Data and analytics company GlobalData believes that KarXT is set to be a promising treatment option for acute psychosis in schizophrenia, noting that the potential recipients of the drug, were it to be approved, represent “a large and underserved patient population characterized by psychosis and cognitive impairment.”
“The drug's clinical trial results showed that it was well tolerated and could provide a new treatment option for people affected by the disease, as in many patients, approved antipsychotics offer modest efficacy and significant side effects,” noted Alessio Brunello, a senior pharma analyst at GlobalData.
“According to GlobalData, there are 15 candidates in the late-stage schizophrenia pipeline that are expected to launch in the next 10 years in the seven major markets,” Brunello continued. “Three of these late-stage drug candidates are in pre-registration, namely ITI-007 (lumateperone tosylate), Latuda (lurasidone HCL), and Rykindo (risperidone ER) with the last two being a reformulation of marketed drugs to increase compliance and provide a better safety profile and way of administration. Additionally, there are also 18 candidates in Phase 2 and 24 in Phase 1.
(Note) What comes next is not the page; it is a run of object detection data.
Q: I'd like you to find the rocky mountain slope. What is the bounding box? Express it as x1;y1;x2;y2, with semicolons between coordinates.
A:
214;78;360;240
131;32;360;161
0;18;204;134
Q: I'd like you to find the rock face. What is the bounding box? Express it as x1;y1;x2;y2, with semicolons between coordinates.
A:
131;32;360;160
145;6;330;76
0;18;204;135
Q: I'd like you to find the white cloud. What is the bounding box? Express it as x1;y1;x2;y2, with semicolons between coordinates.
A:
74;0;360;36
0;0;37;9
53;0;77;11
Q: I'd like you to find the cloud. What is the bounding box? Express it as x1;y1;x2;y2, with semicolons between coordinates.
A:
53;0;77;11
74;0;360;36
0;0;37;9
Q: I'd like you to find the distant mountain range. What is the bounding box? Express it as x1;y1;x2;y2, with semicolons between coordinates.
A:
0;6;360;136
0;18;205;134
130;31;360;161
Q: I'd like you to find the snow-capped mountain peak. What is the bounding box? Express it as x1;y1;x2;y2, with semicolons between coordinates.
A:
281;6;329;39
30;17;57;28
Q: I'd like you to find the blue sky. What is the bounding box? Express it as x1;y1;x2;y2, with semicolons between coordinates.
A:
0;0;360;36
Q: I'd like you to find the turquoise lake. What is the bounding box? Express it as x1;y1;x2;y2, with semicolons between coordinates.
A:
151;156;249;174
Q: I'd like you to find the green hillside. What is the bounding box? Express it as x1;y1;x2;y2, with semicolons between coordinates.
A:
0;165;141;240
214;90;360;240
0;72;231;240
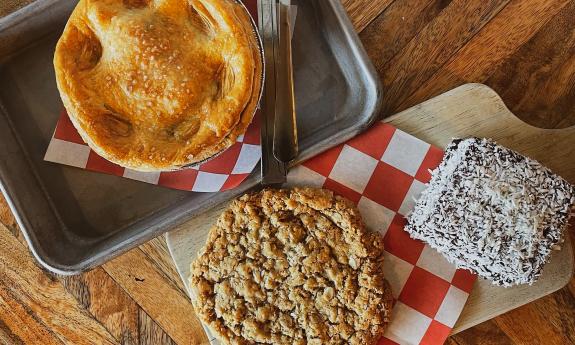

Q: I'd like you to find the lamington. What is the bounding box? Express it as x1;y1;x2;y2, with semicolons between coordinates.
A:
406;138;575;286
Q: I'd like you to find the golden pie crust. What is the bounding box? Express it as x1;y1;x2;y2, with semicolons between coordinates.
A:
54;0;263;171
190;188;393;345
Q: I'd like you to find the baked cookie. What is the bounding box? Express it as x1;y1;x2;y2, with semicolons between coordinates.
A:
54;0;262;171
190;188;392;345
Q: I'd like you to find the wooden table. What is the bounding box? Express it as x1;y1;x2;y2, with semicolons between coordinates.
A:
0;0;575;345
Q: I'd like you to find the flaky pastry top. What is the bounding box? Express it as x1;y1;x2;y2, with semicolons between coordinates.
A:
54;0;262;171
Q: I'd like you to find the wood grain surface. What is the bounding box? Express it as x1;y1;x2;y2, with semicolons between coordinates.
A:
0;0;575;345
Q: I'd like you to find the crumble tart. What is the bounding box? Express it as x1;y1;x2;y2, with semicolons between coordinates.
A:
54;0;263;171
406;138;575;286
190;188;392;344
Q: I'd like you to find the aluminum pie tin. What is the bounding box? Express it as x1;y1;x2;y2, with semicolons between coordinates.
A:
0;0;382;274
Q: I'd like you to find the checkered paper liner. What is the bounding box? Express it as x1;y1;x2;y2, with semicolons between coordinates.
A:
288;122;477;345
44;0;261;192
200;122;477;345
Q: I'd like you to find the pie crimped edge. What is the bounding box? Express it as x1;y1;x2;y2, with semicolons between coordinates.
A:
54;0;263;171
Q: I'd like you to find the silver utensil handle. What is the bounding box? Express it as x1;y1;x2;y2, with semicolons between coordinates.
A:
273;0;298;163
258;0;287;185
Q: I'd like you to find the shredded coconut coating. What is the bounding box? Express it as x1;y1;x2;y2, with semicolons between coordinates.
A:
406;138;575;286
190;188;392;345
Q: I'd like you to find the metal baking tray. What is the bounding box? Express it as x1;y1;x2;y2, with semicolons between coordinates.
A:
0;0;381;274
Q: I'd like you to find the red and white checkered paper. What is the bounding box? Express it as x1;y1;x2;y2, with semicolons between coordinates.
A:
44;111;261;192
288;122;477;345
44;0;261;192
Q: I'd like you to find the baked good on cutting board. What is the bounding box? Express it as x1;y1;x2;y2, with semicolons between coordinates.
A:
406;138;575;286
190;188;392;345
54;0;262;171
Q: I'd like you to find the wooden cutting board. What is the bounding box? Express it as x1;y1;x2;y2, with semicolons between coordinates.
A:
166;84;575;333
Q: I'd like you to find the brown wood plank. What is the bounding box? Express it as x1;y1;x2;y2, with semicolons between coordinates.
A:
372;0;509;116
359;0;450;69
341;0;393;31
61;268;140;344
0;225;117;344
103;248;207;344
450;321;515;345
398;0;569;113
140;236;186;294
138;310;177;345
486;1;575;127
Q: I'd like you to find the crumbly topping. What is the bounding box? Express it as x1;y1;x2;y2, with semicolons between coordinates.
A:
190;188;392;345
406;138;575;286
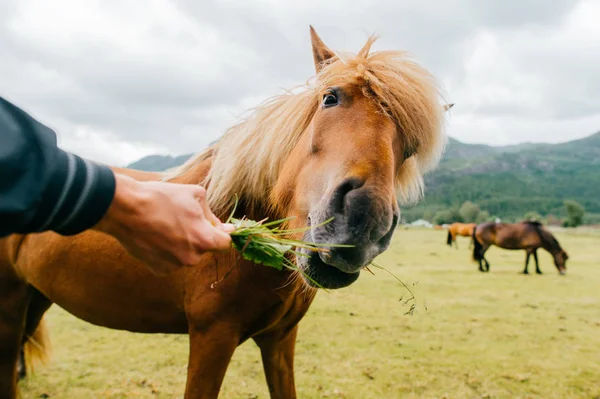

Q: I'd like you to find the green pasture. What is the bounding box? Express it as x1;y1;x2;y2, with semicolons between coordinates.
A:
21;229;600;399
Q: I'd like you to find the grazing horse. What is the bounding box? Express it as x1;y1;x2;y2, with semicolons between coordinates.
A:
473;221;569;275
0;27;446;399
446;222;477;249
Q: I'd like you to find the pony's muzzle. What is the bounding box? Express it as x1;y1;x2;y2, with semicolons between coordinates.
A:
317;178;399;273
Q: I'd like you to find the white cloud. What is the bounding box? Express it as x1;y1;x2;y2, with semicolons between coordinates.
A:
0;0;600;164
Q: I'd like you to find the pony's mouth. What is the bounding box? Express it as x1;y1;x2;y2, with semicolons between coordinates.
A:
303;252;360;289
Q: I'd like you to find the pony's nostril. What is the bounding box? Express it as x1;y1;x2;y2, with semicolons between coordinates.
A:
332;177;365;213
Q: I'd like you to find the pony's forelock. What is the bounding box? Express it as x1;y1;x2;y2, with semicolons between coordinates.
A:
169;37;446;214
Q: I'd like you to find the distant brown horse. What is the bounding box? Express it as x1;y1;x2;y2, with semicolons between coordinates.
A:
0;29;445;399
473;221;569;275
446;222;477;249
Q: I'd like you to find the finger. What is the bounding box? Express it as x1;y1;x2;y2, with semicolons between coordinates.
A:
198;223;231;251
218;223;235;234
200;201;223;228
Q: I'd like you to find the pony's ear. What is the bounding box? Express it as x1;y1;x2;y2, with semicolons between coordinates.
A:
310;25;335;73
444;103;454;112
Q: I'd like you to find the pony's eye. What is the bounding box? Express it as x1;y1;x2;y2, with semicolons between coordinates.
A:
323;92;339;108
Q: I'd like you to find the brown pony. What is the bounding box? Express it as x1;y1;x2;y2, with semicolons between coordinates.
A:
446;222;477;249
473;221;569;275
0;28;445;399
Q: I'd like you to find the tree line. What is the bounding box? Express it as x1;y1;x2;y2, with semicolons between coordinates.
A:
407;200;586;227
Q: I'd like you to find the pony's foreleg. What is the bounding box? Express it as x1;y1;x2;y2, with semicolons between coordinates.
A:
523;251;531;274
481;245;490;272
185;325;239;399
17;346;27;381
254;325;298;399
533;253;542;274
0;278;29;399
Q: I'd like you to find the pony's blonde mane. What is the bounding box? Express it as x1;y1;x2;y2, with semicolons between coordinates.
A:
169;37;446;214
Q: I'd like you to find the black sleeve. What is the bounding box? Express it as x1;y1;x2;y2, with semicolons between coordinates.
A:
0;97;115;237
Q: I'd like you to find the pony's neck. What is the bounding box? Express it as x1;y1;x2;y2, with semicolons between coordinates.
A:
168;152;280;221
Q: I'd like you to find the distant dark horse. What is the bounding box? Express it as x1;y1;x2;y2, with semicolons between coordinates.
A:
473;221;569;274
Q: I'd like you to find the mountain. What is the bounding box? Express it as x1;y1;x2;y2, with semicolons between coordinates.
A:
128;132;600;221
405;132;600;220
127;154;193;172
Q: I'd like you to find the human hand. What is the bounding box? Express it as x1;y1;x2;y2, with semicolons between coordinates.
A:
94;174;234;274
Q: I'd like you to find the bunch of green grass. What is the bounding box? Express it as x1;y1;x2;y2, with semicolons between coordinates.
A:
227;199;416;315
228;217;336;270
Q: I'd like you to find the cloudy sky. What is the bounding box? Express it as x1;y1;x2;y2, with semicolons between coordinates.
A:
0;0;600;165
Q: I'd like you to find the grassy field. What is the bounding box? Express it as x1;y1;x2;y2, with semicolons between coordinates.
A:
21;230;600;399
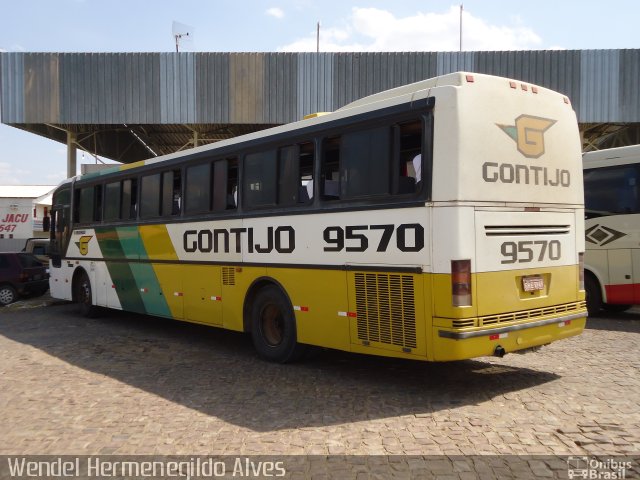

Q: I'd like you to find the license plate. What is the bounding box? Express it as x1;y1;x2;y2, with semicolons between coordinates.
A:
522;276;544;292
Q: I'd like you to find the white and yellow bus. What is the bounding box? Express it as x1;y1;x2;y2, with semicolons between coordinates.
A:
583;145;640;315
51;73;586;362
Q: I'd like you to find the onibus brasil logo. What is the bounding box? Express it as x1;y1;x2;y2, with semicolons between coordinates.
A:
496;115;556;158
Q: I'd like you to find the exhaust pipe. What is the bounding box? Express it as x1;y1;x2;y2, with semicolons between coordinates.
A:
493;345;507;358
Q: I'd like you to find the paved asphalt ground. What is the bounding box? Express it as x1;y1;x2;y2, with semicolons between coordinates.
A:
0;296;640;479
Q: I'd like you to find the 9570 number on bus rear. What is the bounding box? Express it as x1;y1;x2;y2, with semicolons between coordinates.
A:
500;240;562;264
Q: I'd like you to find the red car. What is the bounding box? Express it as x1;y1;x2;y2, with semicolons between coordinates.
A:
0;252;49;305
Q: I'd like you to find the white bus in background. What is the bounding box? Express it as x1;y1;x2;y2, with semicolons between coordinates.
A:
583;145;640;315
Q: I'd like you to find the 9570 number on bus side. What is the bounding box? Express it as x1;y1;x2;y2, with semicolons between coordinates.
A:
500;240;562;264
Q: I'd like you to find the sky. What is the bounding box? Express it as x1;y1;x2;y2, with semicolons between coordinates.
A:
0;0;640;185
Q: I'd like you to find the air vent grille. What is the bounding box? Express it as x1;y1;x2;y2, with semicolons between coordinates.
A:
222;267;236;285
355;273;416;348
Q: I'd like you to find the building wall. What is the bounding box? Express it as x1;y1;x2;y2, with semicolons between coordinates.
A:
0;198;51;251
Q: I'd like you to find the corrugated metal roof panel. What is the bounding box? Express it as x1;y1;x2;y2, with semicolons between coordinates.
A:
0;49;640;125
578;50;620;123
0;185;56;198
617;50;640;122
0;53;24;123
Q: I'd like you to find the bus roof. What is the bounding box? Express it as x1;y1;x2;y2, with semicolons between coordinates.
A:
582;145;640;168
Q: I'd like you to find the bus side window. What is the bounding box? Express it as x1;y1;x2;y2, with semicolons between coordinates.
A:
227;157;238;210
394;120;422;194
140;173;161;218
242;149;277;208
185;163;211;214
321;137;340;200
104;182;121;221
120;178;138;220
74;187;95;223
340;125;391;198
278;145;300;205
93;185;102;222
298;142;315;203
162;170;182;216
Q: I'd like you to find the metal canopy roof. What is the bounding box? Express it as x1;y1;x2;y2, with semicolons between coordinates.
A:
0;49;640;163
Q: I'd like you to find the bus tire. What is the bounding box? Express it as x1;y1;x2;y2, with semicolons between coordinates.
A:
73;271;98;318
584;274;602;317
251;285;305;363
0;284;18;305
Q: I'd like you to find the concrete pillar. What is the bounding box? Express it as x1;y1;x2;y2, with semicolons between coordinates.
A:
67;131;77;178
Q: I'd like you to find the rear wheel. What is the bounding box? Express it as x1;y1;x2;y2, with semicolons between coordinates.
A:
584;275;602;317
251;285;305;363
0;285;18;305
73;272;97;317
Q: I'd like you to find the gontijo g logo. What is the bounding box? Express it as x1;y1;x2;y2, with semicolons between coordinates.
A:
76;235;93;256
482;115;571;187
496;115;556;158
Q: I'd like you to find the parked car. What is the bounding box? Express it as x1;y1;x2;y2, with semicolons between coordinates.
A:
0;252;49;305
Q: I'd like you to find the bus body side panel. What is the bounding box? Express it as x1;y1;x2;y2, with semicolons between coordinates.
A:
585;215;640;305
267;268;350;351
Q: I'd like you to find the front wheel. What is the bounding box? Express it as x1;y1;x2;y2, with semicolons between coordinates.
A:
251;285;305;363
73;272;97;318
0;285;18;305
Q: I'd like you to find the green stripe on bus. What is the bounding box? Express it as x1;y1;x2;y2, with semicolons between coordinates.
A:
131;263;172;317
96;227;171;317
95;227;145;313
105;262;147;313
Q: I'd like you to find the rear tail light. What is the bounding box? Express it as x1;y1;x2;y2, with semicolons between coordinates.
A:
451;260;471;307
578;252;584;290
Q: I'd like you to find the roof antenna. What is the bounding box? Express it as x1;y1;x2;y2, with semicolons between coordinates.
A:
171;20;193;53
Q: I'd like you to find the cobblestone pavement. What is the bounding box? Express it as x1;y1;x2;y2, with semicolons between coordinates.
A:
0;299;640;464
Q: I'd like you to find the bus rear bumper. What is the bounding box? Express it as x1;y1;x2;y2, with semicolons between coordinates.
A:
433;309;587;361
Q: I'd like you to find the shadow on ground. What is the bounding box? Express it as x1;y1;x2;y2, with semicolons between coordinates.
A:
587;307;640;333
0;304;558;431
“However, these products can face competition from atypical antipsychotic products, as these drugs have dominated the market in terms of sales revenue for over a decade, which is why there is a need for new players to develop novel therapeutic options. The current schizophrenia treatment landscape includes a high number of established, atypical anti-psychotic products that can effectively manage the positive symptoms of the disorder. However, there is a significant unmet need for novel, effective treatment options that address the negative symptoms and cognitive impairments seen in schizophrenia.”